Monday, October 8, 2012

Is It Done?

Last week my brother and I submitted the manuscript for his memoir, Mr. Joe, to our publisher. I was the one who sent it in, using an increasingly common method: I attached the 362-page Microsoft Word file to an e-mail. Both Joe and I are compulsively early, so the manuscript left on its cyber-journey two days before the deadline—on Wednesday instead of Friday.

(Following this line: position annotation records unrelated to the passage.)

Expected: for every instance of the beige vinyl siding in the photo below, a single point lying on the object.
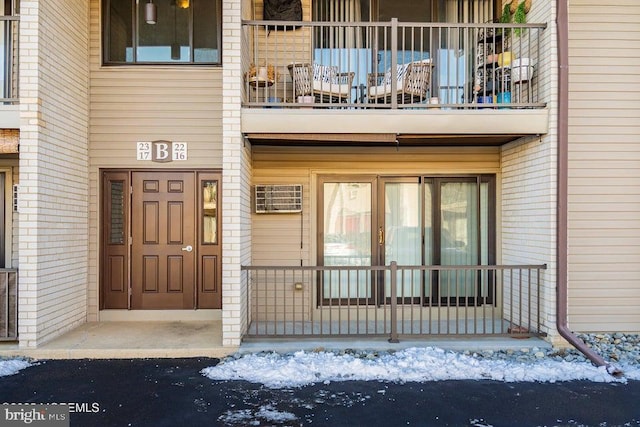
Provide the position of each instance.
(277, 238)
(146, 103)
(604, 165)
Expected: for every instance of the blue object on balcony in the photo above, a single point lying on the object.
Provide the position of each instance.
(451, 76)
(504, 98)
(404, 57)
(356, 60)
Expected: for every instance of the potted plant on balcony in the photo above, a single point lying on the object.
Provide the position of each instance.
(261, 76)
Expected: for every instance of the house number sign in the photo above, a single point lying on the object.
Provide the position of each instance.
(161, 151)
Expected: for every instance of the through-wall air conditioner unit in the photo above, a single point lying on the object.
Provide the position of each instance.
(286, 198)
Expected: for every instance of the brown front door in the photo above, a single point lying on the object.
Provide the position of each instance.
(163, 237)
(161, 251)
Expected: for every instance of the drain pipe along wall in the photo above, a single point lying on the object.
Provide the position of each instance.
(562, 24)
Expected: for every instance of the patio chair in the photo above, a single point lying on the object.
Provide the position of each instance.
(323, 82)
(414, 83)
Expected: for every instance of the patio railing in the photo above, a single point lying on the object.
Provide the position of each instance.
(393, 301)
(391, 65)
(8, 304)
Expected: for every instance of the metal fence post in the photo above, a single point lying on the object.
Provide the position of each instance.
(394, 303)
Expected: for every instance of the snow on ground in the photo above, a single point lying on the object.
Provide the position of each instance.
(12, 366)
(413, 364)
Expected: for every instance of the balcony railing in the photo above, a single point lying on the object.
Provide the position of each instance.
(391, 65)
(393, 301)
(9, 69)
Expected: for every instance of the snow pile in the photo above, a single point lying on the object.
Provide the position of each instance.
(12, 366)
(413, 364)
(265, 413)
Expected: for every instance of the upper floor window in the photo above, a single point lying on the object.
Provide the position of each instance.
(161, 32)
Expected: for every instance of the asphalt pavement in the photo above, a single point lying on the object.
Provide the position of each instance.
(173, 392)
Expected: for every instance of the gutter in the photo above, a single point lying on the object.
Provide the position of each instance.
(562, 23)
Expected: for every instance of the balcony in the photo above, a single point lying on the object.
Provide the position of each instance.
(392, 301)
(392, 82)
(9, 110)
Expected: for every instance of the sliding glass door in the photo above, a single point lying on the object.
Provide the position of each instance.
(414, 221)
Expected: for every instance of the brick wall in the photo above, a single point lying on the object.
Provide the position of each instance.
(236, 234)
(53, 168)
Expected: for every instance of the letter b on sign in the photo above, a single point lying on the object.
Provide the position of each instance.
(161, 151)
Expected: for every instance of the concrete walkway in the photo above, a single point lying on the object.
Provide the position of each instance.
(115, 340)
(203, 338)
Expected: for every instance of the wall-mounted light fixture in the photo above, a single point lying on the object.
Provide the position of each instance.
(150, 13)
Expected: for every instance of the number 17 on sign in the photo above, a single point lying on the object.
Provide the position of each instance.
(143, 151)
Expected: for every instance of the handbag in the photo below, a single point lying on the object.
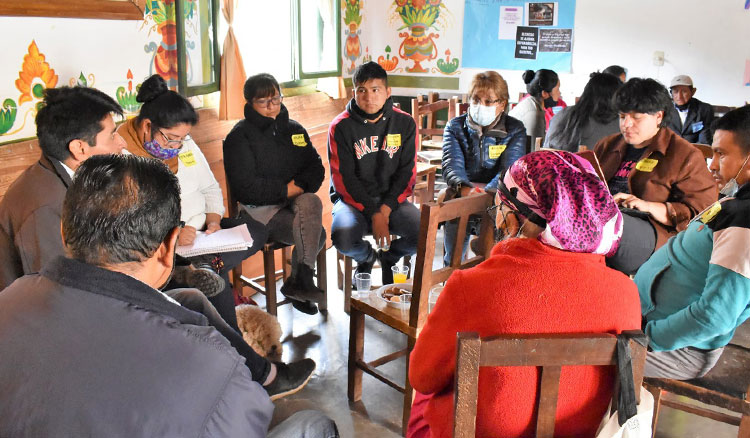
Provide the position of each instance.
(630, 420)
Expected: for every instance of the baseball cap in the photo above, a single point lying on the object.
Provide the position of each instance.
(681, 80)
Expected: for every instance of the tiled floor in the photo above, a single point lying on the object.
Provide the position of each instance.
(325, 338)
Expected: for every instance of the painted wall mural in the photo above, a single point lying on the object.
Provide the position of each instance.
(408, 38)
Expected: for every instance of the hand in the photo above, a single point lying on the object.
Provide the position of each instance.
(187, 236)
(380, 230)
(293, 190)
(631, 201)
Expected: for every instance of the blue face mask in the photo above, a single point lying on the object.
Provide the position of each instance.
(154, 148)
(482, 115)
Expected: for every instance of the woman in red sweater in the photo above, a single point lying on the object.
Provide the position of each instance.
(551, 278)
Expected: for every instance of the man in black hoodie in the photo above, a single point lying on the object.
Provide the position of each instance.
(372, 151)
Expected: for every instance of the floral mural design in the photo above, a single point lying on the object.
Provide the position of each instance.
(352, 22)
(418, 17)
(126, 98)
(35, 76)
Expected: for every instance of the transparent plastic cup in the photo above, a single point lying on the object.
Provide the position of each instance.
(362, 282)
(400, 273)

Perhaps you heard my “Ta-da!” as I clicked the Send button. At last, the thing was out of our hands. Mr. Joe has been a six-year labor of love, but that Wednesday I was saturated with it, having spent the previous ten days putting in revisions. As the message went to the Out box, I could almost hear the clang of rolling steel, as though a safety door had descended behind Mr. Joe  and forced me to let go—not a bad thing.
Our publisher normally responds like lightning to e-mails, so I was surprised when we heard nothing back from her.  Joe, with his trusting nature, assumed that all was well; but some of us harbor more anxiety. Some of us question everything. All I could think was: Did she get the manuscript? Did she read it? Did she love it or hate it?
The silence was agonizing.
When Friday came—the due date--I ventured a second e-mail in case the manuscript had not reached its destination. That time the reply was quick. Our publisher had been preparing for a huge book fair all week. Mr. Joe, one of many projects, was on her reading schedule for the following week.
“Are you ‘done’ with it?” she asked in her message. “Do you believe it’s ready to go?”
If I thought the silence from Wednesday to Friday was agonizing, this was worse. How could I say it? The day after I sent the manuscript in, I found an error: two words left out of one of the later chapters,  no doubt the result of my cutting and pasting. The spell check hadn’t caught it.
I’d also thought of a great line I could add to Chapter 44, regarding my mother’s statement that she did not want to live to be ninety years old. I hadn’t immediately seen that her words would connect beautifully to an earlier passage in the book.
Now my mind was racing. Should I tell the publisher about these changes? That would mean sending a new file. The changes were tiny. The missing words would be caught in Production. Should I read Mr. Joe yet again? Would I think of a dozen other changes if I did? I decided to delay my response.
She wrote again: “I’ll read it Tuesday and Wednesday if you feel it’s ready to go to typesetting.”
I couldn’t escape the  readiness issue. It made my heart race. It made my mind wild. It made me doubt myself—but let’s cut to the lesson. Joe has had to remind me a few times during this project that everything isn’t about me.  I don’t recall that he said it this time, but his words echoed in my mind like the clang of that virtual steel door.
Our publisher is beyond excited about Mr. Joe. Being also a busy publisher, she likes to avoid reading multiple versions of the same manuscript. Her unsettling questions weren’t a finger-wagging directed at me. She merely wanted  to know if the Author Final was indeed final. I told her the truth: I'm never done. Writers seldom are. We can always find something to change.
As she began her reading two thousand miles and three time zones away, Joe and I did the same in Cincinnati. I intended to make my two little fixes and hope the 91,000 other words would still stand. Here’s the thing: Every change in a manuscript starts a chain reaction. Maybe we should call it a change reaction, because every change can trigger a new story. Every change makes an author rethink what came before and after it. I got lost in Mr. Joe and felt like I was fighting my way out. Maybe you know the feeling.
Luckily, our inner survival mechanism eventually kicks in. When mine finally did, I completed my edits easily and clicked on the Send button without a single stab of conscience.
DONE!
Thanks to our publisher, Bettie Youngs of Bettie Youngs Books, for her steadfast support and encouragement during the development of Mr. Joe.